La politique consiste à présenter aux citoyens une pièce de théâtre parfaitement organisée tout en lui faisant croire que les acteurs improvisent leurs rôles face aux évènements. Le débat sur les retraites qui secoue la société depuis des mois en est un parfait exemple. Tous les acteurs connaissent leur rôle sur le bout des doigts et le jouent avec maîtrise. Les syndicats jouent les révoltés en face « d’un recul social » et « d’une absence de concertation », les parlementaires de l’opposition jouent l’indignation devant « une injustice insupportable », les parlementaires de la majorité s’enthousiasment devant « le courage » du gouvernement, ce dernier prend la posture de la résolution courageuse, distillant les amendements à son projet, prévus de longue date, au fur et à mesure des manifestations pour montrer son « écoute du peuple ». Et tous connaissent depuis longtemps l’aboutissement de ce mélodrame : l’âge légal de la retraite passera de 60 à 62 ans et l’âge d’une retraite à taux plein de 65 à 67 ans. Les manifestants eux-mêmes savent pertinemment que, malgré leurs slogans protestataires, cela ne changera pas. Toutes les amodiations distillées à mesure des évènements font partie d’une partition jouée d’un commun accord par l’ensemble des acteurs. Malgré le fait que nous connaissons tous le final de ce mélodrame, il est néanmoins possible de se poser quelques questions.
• Avant que la durée légale ne passe, sous le « règne » de F. Mitterrand, de 65 à 60 ans, les syndicats ne parlaient pas de pénibilité. Si ce qui ne posait pas de problème à 65 ans, pourquoi cela en pose-t-il soudain et avec une telle acuité à 62 ans ?

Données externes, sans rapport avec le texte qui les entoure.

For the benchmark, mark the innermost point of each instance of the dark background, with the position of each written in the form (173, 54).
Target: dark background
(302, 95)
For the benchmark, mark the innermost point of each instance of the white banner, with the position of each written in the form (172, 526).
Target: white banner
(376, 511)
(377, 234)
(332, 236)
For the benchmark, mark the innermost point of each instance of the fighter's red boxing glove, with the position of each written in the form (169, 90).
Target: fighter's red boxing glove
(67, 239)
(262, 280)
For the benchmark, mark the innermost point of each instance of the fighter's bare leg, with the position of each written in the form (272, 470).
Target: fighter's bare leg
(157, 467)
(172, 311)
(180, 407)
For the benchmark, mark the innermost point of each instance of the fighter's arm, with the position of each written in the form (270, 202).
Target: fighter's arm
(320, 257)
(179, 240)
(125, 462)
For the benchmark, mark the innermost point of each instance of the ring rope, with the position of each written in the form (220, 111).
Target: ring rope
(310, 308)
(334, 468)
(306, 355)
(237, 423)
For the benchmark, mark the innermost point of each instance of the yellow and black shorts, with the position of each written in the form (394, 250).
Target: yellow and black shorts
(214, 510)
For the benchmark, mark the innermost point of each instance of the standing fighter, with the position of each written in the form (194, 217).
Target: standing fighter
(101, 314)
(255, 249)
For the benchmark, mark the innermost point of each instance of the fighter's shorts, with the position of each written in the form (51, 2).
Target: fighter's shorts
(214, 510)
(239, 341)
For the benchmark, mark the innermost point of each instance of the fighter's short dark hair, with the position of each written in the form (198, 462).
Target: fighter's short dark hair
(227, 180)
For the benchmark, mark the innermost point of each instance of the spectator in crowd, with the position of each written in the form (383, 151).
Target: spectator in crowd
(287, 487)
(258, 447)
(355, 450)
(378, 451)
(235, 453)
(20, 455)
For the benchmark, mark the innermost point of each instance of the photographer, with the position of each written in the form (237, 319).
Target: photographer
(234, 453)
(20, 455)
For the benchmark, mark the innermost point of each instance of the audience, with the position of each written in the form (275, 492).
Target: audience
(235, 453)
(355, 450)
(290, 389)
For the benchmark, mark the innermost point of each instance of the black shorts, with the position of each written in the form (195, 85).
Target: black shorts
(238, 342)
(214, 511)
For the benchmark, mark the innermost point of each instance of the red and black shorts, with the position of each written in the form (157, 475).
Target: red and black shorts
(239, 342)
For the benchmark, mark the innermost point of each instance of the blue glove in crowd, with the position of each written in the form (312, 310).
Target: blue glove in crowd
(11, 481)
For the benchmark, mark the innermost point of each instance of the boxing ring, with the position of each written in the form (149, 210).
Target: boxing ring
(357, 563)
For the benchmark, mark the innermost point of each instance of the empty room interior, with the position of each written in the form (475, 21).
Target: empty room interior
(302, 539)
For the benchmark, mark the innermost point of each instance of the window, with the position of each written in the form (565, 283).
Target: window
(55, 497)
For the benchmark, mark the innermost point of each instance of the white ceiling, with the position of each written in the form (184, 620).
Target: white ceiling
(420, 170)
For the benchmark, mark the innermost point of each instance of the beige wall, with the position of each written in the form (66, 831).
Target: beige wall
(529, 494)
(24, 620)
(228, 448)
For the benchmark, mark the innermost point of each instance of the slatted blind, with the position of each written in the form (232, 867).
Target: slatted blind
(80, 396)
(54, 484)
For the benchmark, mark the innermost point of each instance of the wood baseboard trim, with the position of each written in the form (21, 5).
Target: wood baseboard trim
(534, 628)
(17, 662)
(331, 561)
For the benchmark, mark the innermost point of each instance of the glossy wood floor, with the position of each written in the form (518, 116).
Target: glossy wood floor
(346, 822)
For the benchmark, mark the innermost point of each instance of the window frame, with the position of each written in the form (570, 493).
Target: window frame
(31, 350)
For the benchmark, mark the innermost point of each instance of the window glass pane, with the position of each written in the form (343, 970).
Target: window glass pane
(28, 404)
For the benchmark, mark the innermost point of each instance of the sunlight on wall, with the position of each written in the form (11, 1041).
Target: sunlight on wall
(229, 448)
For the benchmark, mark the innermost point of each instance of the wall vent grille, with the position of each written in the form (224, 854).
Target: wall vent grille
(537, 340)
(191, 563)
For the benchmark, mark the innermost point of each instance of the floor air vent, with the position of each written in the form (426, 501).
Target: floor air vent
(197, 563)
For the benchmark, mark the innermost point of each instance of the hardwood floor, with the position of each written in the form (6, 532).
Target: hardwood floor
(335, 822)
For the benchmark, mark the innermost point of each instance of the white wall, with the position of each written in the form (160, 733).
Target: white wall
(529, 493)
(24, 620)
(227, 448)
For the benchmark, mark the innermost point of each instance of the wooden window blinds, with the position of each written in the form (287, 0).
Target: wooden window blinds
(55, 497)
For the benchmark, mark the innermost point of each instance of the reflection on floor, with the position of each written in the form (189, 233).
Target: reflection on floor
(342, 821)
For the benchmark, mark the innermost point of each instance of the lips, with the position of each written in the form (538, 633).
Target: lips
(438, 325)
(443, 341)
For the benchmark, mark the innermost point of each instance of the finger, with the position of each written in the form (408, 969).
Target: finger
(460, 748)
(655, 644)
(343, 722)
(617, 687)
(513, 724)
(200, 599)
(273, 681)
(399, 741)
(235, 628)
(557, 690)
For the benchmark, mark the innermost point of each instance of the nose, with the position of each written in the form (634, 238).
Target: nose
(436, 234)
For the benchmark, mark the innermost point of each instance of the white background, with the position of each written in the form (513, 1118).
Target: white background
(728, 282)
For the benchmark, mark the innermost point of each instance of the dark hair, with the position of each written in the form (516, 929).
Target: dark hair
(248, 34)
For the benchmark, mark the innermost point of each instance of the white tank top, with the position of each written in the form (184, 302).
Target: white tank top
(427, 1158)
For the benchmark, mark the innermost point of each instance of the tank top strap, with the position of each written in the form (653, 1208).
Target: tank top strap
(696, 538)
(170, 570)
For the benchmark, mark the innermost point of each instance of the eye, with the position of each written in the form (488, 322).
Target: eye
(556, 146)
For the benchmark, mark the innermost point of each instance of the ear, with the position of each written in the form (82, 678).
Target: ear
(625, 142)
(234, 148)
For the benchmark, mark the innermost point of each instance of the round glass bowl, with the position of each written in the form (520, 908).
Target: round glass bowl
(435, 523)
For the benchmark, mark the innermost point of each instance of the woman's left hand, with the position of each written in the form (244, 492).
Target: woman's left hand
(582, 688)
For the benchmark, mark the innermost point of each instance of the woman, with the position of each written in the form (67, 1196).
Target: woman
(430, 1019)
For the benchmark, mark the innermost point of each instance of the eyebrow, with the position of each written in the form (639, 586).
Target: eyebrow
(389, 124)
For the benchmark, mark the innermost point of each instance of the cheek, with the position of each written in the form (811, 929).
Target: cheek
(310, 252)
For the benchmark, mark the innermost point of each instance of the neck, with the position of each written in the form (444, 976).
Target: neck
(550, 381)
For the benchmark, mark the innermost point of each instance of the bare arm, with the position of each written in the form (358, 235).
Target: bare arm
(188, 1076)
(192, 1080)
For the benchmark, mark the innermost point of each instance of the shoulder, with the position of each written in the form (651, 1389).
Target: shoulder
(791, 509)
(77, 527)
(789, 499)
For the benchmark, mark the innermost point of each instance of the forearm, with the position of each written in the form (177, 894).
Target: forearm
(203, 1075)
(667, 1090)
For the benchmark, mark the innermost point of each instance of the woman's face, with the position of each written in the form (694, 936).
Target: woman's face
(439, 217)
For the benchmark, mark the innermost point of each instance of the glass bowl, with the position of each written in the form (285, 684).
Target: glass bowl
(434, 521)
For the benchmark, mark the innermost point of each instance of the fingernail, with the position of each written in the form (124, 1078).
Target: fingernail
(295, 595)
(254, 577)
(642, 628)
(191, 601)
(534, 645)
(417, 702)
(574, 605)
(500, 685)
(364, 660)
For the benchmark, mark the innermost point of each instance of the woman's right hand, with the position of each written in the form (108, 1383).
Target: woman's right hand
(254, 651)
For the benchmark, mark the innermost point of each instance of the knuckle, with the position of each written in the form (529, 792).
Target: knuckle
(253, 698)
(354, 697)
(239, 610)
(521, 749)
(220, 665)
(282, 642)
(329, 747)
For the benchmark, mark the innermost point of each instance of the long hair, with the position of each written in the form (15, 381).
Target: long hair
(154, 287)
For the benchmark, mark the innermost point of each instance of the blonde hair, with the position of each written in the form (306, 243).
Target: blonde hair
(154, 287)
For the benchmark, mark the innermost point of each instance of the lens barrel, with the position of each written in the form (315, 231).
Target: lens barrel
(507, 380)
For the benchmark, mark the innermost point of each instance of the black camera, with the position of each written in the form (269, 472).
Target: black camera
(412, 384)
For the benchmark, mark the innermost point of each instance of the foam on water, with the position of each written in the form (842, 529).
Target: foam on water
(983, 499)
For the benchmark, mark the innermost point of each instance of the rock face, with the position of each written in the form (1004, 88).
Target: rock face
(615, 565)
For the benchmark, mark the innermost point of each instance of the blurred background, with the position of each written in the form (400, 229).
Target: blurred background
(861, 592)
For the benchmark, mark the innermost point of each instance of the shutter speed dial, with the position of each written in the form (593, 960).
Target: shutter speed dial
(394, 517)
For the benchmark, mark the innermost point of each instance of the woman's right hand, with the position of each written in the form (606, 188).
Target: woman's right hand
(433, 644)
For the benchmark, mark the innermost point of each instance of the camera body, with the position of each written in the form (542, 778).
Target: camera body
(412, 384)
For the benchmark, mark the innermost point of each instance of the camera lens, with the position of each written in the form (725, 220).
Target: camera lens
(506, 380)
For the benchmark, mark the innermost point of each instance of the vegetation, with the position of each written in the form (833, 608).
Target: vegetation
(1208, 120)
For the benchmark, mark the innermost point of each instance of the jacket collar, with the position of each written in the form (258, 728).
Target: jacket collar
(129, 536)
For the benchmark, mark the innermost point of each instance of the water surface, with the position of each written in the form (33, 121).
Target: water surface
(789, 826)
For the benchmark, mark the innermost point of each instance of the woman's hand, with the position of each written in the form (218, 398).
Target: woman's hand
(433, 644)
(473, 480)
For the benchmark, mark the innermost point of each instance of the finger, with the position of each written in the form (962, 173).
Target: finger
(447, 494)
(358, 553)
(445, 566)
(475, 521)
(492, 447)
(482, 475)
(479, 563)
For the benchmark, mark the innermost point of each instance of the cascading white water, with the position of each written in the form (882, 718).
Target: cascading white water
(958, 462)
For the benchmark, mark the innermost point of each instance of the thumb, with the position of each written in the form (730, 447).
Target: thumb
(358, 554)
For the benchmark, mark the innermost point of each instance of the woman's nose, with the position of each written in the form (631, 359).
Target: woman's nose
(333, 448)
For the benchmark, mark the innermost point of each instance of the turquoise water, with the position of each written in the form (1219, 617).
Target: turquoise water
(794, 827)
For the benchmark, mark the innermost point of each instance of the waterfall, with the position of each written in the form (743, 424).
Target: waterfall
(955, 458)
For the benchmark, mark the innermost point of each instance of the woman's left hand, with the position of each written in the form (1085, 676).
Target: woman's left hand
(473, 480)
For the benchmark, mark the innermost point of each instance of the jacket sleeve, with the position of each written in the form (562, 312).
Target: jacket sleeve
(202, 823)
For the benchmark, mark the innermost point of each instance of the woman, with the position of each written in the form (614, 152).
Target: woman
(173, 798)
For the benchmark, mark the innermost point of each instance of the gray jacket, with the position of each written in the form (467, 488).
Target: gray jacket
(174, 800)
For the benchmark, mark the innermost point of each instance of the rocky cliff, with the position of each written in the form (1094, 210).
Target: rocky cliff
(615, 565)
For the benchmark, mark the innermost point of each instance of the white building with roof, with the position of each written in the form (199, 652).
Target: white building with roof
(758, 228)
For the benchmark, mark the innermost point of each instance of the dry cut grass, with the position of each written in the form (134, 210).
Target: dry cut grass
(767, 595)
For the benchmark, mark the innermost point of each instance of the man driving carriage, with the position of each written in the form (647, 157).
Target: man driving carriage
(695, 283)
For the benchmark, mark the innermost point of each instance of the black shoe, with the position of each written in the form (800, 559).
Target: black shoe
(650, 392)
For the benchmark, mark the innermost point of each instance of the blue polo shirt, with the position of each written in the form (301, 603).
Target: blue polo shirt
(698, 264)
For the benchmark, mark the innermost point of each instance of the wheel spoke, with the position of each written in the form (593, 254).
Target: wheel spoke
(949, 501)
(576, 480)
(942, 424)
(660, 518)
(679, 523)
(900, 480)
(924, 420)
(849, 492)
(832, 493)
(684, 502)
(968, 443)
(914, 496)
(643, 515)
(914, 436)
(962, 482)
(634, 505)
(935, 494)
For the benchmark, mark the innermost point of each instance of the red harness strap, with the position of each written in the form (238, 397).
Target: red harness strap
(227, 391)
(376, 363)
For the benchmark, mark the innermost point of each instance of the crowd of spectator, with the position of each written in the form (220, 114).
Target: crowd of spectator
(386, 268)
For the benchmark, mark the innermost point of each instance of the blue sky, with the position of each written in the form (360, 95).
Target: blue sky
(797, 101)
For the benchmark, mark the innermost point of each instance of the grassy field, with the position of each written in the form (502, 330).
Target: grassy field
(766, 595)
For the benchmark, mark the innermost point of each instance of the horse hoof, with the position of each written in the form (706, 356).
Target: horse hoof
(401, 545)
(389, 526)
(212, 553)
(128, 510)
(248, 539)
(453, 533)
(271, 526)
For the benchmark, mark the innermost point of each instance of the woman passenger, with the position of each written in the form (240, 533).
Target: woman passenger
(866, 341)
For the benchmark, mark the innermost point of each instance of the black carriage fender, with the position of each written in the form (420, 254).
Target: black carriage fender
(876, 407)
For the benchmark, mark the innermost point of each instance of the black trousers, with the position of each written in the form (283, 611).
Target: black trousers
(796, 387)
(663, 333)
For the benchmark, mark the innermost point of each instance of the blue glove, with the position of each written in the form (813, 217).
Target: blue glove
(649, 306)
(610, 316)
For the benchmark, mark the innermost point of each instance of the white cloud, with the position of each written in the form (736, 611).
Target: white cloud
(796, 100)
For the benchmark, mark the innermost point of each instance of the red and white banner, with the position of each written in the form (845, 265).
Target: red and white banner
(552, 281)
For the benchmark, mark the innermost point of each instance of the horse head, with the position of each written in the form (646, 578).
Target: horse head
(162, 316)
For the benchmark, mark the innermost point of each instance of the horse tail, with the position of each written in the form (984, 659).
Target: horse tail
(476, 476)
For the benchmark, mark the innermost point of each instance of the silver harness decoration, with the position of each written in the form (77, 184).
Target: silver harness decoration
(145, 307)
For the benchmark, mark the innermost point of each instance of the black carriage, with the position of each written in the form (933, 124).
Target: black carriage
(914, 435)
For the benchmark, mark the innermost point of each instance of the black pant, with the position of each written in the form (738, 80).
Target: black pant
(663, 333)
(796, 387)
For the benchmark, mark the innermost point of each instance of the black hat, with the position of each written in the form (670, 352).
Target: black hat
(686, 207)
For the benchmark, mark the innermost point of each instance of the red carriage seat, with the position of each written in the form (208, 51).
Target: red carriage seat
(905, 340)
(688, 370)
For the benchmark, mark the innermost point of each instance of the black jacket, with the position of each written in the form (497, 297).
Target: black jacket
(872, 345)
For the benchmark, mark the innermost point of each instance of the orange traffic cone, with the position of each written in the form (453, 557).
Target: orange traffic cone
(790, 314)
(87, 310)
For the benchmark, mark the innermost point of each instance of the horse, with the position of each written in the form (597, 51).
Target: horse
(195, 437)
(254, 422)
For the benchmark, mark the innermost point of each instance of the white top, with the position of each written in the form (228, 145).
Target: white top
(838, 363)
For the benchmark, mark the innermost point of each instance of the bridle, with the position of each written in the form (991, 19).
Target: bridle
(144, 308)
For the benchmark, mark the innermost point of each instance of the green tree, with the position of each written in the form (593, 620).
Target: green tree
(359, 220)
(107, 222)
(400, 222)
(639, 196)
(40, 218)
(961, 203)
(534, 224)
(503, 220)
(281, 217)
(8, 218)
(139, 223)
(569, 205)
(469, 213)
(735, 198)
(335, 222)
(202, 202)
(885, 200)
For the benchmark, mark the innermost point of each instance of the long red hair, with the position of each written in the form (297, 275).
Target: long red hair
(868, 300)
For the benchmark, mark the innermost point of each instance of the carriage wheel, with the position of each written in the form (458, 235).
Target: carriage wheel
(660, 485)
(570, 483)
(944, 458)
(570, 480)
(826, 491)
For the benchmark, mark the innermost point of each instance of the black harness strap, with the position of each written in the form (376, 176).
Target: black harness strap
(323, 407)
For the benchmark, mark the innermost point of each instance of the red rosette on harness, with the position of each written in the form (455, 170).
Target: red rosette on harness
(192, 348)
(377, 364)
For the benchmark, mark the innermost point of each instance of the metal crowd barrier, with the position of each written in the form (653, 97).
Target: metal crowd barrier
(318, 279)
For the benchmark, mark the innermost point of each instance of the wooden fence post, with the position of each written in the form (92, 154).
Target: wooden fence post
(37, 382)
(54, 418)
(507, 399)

• La plus grande injustice du système n’est-elle pas la réforme Balladur qui a porté à 25 ans la durée de calcul du montant de la retraite des salariés du privé en laissant à 6 mois cette durée pour les fonctionnaires, alors que le déficit des systèmes de retraite du public est financé par le privé ? On remarquera le silence complice des syndicats et de l’opposition sur cette véritable injustice. Le silence des syndicats n’est pas étonnant puisqu’ils représentent essentiellement, pour ne pas dire uniquement, les fonctionnaires.
• Le projet prévoit que les femmes fonctionnaires ayant eu 3 enfants garderont le bénéfice des 60 ans. Pourquoi cet avantage n’est-il pas offert aux femmes travaillant dans le privé ? Une caissière de supermarché est-elle moins méritante qu’une guichetière des Postes ?
• La gauche met en avant l’injustice faite aux femmes par un âge d’obtention d’une retraite à taux plein porté à 67 ans alors que, pour la plupart d’entre elles, la durée de cotisation minimale est inaccessible du fait des maternités et des emplois à temps partiel. C’est ignorer volontairement (attitude politicienne) que ce problème n’est pas un problème de retraite mais un problème d’iniquité de la vie salariale et sociale et qu’il n’appartient pas au régime de retraite de pallier une injustice économique mais aux entreprises de respecter l’égalité de traitement entre hommes et femmes.
• Crier au loup en disant que le report de 60 à 62 ans de l’âge légal est un véritable séisme ne peut faire oublier le séisme que ce fut pour les entreprises que le report de 65 à 60 ans !
Voilà quelques questions légitimes qui sont étrangement passées sous silence par les différents protagonistes qui font semblant de s’étriper sur des sujets que tout le monde sait réglés.